Bolsonaro e o pequi roído da intimidação judicial
Como a Crusoé noticiou há pouco, em reportagem repercutida por este site, "o Ministério Público Federal arquivou o inquérito policial aberto a pedido do então ministro da Justiça, André Mendonça, para investigar responsáveis por um outdoor que compara o presidente Jair Bolsonaro a um 'pequi roído'. Segundo a Procuradoria, a mensagem não passou de uma posição política de seus autores e está protegida pelo direito à liberdade de expressão"...
Como a Crusoé noticiou há pouco, em reportagem repercutida por este site, “o Ministério Público Federal arquivou o inquérito policial aberto a pedido do então ministro da Justiça, André Mendonça, para investigar responsáveis por um outdoor que compara o presidente Jair Bolsonaro a um ‘pequi roído’. Segundo a Procuradoria, a mensagem não passou de uma posição política de seus autores e está protegida pelo direito à liberdade de expressão”. Nada a ver, portanto, com crime contra a honra de Bolsonaro, como queria fazer crer o Andrezinho, agora novamente advogado-geral da União. O outdoor financiado por um empresário e um sociólogo e instalado em Palmas, capital de Tocantins, dizia o seguinte: “Cabra à toa, não vale um pequi roído, Palmas quer impeachment já!”.
De acordo com procuradora Melina Castro Montoya Flores, que arquivou a investigação, “apontar falhas e criticar a conduta do homem público (ainda que com termos pejorativos e irônicos, como “pequi roído”) constituem dever social do cidadão e se inserem no âmbito dos questionamentos que Autoridades Governamentais estão sujeitas a sofrer”.
Na minha ignorância monumental em relação à natureza, eu não sabia até a celeuma o que era pequi. Trata-se do fruto de uma árvore do cerrado, o pequizeiro. “Pequi roído”, portanto, é algo sem valor, meio estragado. Na minha opinião de cidadão, é uma boa definição para a maioria esmagadora dos políticos brasileiros.

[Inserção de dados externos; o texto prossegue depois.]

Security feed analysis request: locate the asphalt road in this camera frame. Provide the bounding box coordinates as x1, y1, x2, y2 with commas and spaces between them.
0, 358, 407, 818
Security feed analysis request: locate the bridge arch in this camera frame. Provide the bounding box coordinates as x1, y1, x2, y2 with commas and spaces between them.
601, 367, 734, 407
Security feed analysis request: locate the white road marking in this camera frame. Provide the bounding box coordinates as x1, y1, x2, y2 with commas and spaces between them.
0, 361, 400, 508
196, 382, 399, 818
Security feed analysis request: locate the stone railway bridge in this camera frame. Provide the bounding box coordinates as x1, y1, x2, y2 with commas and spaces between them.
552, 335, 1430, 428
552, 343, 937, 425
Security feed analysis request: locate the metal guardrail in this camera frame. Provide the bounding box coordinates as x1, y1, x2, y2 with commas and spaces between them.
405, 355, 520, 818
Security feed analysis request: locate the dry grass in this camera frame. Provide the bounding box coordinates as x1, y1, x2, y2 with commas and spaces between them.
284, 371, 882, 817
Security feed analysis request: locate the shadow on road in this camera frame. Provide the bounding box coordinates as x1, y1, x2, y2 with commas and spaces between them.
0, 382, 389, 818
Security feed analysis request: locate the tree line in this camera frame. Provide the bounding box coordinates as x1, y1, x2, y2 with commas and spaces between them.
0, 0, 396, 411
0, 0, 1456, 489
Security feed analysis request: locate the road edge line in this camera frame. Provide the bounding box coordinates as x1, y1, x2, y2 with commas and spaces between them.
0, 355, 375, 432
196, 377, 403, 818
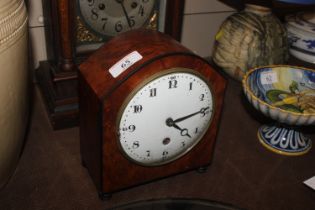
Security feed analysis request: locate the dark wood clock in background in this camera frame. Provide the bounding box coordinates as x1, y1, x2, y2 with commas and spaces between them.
36, 0, 184, 129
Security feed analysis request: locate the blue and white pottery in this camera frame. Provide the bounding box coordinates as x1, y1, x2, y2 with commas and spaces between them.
286, 12, 315, 63
242, 65, 315, 156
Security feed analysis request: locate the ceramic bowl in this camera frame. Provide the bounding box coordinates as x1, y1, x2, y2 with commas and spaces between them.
286, 13, 315, 63
243, 66, 315, 125
242, 66, 315, 156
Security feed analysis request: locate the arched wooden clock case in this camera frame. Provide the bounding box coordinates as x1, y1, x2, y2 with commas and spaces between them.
36, 0, 184, 129
79, 30, 226, 199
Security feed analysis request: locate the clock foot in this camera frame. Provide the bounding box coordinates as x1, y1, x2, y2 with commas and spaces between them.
196, 166, 208, 174
98, 192, 112, 201
81, 159, 86, 168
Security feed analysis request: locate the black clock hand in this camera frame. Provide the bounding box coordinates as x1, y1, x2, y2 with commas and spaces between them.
166, 118, 191, 138
174, 107, 210, 123
116, 0, 132, 28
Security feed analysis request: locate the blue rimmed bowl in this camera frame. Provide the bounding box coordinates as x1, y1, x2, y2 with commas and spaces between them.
242, 65, 315, 156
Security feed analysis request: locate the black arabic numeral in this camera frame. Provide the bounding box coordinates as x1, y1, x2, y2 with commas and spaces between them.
91, 8, 98, 20
146, 150, 151, 157
199, 94, 205, 101
168, 80, 177, 89
101, 18, 108, 31
133, 105, 142, 113
87, 0, 95, 6
132, 141, 140, 149
150, 88, 156, 97
115, 21, 123, 32
138, 5, 144, 17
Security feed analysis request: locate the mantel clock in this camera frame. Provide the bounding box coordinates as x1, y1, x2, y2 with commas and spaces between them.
79, 29, 226, 197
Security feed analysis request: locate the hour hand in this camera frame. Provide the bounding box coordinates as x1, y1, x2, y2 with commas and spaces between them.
174, 106, 210, 123
166, 118, 191, 138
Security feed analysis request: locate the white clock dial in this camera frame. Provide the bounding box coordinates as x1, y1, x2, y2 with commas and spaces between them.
78, 0, 155, 36
118, 68, 214, 166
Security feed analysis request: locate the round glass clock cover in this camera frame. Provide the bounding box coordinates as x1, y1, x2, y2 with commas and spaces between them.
118, 69, 214, 166
78, 0, 155, 36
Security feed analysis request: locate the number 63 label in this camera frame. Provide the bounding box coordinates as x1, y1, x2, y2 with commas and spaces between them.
109, 51, 142, 78
260, 71, 278, 85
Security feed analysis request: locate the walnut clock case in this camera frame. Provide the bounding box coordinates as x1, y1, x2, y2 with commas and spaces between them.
79, 29, 226, 197
36, 0, 184, 129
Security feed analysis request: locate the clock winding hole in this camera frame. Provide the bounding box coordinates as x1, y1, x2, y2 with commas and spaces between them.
162, 137, 171, 145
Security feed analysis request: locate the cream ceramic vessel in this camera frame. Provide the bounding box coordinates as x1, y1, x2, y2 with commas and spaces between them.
0, 0, 29, 188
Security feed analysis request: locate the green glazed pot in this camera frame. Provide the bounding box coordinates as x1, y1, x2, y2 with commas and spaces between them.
212, 4, 289, 81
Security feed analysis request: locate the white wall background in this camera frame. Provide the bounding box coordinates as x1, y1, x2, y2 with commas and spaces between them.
28, 0, 234, 68
181, 0, 235, 57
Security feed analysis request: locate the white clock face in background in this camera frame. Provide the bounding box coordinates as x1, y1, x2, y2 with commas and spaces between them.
78, 0, 155, 36
118, 69, 214, 166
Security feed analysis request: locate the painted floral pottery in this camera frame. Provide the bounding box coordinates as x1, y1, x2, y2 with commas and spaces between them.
0, 0, 29, 188
212, 4, 288, 81
243, 65, 315, 156
286, 12, 315, 63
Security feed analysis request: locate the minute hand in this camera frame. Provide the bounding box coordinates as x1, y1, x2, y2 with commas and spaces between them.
174, 107, 209, 123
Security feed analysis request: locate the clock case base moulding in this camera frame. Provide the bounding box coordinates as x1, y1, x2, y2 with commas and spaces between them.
79, 30, 226, 195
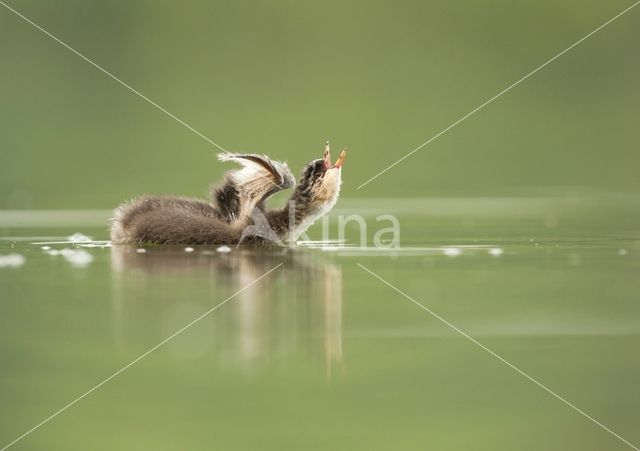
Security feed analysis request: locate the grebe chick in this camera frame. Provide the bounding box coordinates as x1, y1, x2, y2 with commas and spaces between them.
111, 143, 346, 245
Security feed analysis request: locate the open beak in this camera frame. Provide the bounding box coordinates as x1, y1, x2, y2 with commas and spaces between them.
323, 141, 347, 171
322, 141, 333, 171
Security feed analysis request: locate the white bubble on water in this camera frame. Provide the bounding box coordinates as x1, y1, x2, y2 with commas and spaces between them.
67, 232, 93, 243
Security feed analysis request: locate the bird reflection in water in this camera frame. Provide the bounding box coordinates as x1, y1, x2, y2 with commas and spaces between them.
111, 245, 342, 375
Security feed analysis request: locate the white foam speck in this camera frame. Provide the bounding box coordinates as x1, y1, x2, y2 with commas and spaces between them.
45, 248, 93, 268
0, 254, 27, 268
67, 232, 93, 243
442, 247, 462, 257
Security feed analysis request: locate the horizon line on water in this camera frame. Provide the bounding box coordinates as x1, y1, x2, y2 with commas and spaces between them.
0, 193, 640, 228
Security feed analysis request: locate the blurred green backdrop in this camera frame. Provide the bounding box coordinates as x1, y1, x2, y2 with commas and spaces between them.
0, 0, 640, 209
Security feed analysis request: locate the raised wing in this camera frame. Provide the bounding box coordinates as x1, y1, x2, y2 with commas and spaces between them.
212, 153, 295, 222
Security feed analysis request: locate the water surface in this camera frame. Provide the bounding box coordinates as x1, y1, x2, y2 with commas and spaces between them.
0, 199, 640, 450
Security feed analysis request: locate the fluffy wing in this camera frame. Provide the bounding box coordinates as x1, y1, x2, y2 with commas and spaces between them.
212, 153, 295, 222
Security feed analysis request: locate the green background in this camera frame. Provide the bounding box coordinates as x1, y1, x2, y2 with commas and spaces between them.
0, 0, 640, 209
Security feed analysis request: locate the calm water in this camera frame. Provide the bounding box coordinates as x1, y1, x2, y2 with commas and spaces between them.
0, 197, 640, 450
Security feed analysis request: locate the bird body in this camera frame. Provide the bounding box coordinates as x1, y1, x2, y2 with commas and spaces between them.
111, 144, 345, 245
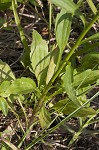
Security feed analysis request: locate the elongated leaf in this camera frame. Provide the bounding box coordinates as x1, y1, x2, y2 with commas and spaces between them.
81, 52, 99, 70
0, 0, 11, 10
46, 49, 59, 84
63, 64, 79, 105
55, 9, 72, 53
52, 0, 78, 14
73, 69, 99, 88
0, 81, 10, 97
52, 99, 96, 117
81, 33, 99, 44
0, 97, 8, 116
39, 107, 51, 129
52, 0, 85, 25
30, 30, 50, 86
6, 77, 38, 95
0, 60, 15, 82
86, 0, 97, 14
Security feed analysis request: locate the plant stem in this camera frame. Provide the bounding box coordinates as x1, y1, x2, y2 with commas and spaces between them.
12, 0, 30, 67
28, 12, 99, 126
44, 12, 99, 93
25, 92, 99, 150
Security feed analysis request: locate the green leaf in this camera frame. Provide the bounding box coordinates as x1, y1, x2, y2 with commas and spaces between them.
55, 9, 72, 53
0, 81, 10, 97
39, 107, 51, 129
52, 0, 85, 25
0, 0, 11, 10
52, 99, 96, 117
73, 69, 99, 88
52, 0, 78, 14
6, 77, 38, 95
0, 97, 8, 116
0, 59, 15, 82
30, 30, 50, 86
46, 49, 59, 84
86, 0, 97, 14
63, 64, 79, 105
81, 33, 99, 44
81, 52, 99, 70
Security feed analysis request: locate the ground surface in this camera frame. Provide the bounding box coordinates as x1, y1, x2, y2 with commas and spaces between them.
0, 1, 99, 150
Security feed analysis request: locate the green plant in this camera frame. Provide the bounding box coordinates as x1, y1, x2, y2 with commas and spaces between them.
0, 0, 99, 150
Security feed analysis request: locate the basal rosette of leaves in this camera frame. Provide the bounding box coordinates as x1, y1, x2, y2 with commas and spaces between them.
0, 0, 99, 150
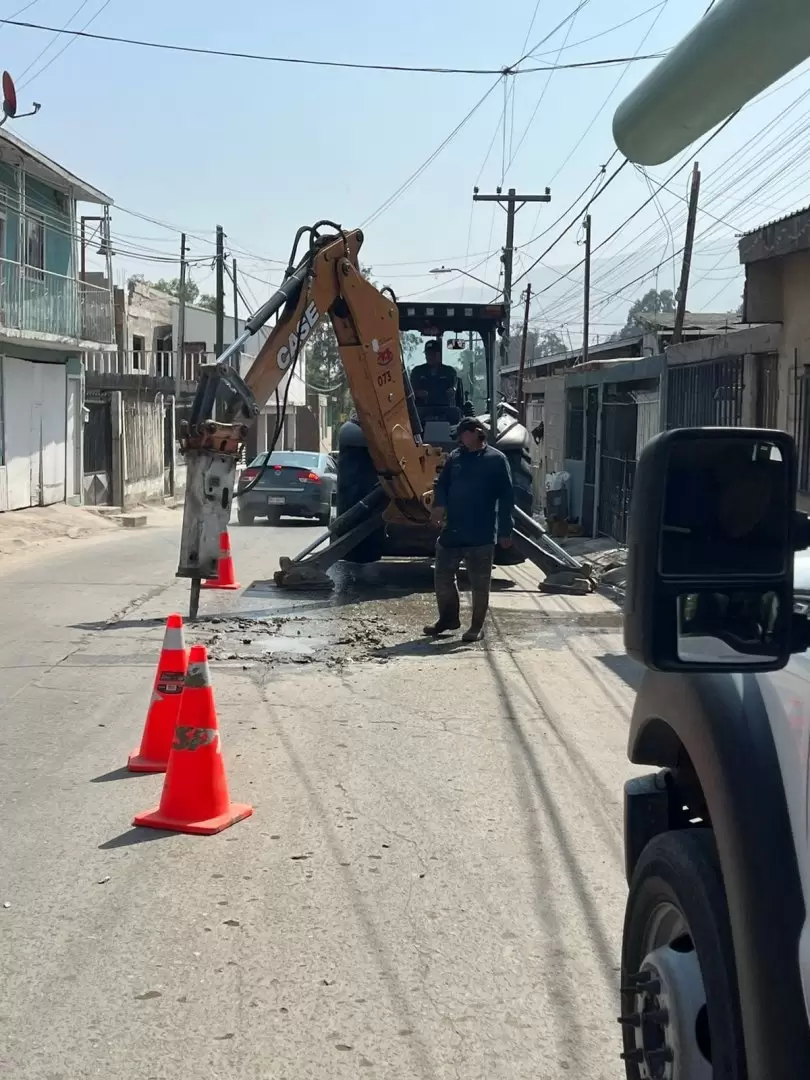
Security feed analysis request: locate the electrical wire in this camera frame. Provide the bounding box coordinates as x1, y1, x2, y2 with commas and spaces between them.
529, 0, 667, 59
19, 0, 110, 90
507, 4, 582, 172
0, 17, 663, 76
361, 76, 502, 229
0, 0, 39, 39
550, 0, 669, 184
15, 0, 90, 82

O ponto a ser realçado aqui é que o governo de Jair Bolsonaro, assim como aqueles que orbitam em torno dele, decidiram calar os cidadãos e a imprensa com a velha e má intimidação judicial. Fazem com os adversários aquilo de que acusam os outros de fazer com eles. Tentam amordaçar as vozes discordantes e, no limite, punir quem ousou deles divergir. Felizmente, ainda há procuradores como Melina Castro Montoya Flores e juízes que não levam adiante essa barbaridade. Infelizmente, a intimidação costuma funcionar mesmo assim. O simples pedido de abertura de investigação já é capaz de evitar que outros cidadãos decidam abrir a sua boca para criticar o presidente ou qualquer outra autoridade em termos mais fortes.
A intimidação judicial é fato mais corriqueiro do que se imagina: veículos de comunicação sofrem com o problema ora mais, ora menos. Como isso aumenta os custos com advogados, há aqueles que refreiam o uso de adjetivos. Isso não seria um grande problema (adjetivos sempre deveriam ser usados com parcimônia) se não implicasse também o receio de publicar substantivos — ou seja, reportagens e comentários de articulistas que se atêm estritamente a fatos nada lisonjeiros para poderosos. É aí que se instaura a autocensura, que hoje afeta até integrantes do Ministério Público, ameaçados por exercer o dever de investigar e o direito de expressar as suas opiniões.
Desde que comecei a minha carreira jornalística, há 37 anos, posso garantir que a intimidação judicial e o seu correlato, a autocensura, nunca estiveram tão em voga. Ou tão em toga. Notícias sobre a prática de supostos ilícitos por ministros dos tribunais superiores são quase sempre abafadas por quem deveria publicá-las.
Bolsonaro é um pequi roído, mas não é só ele.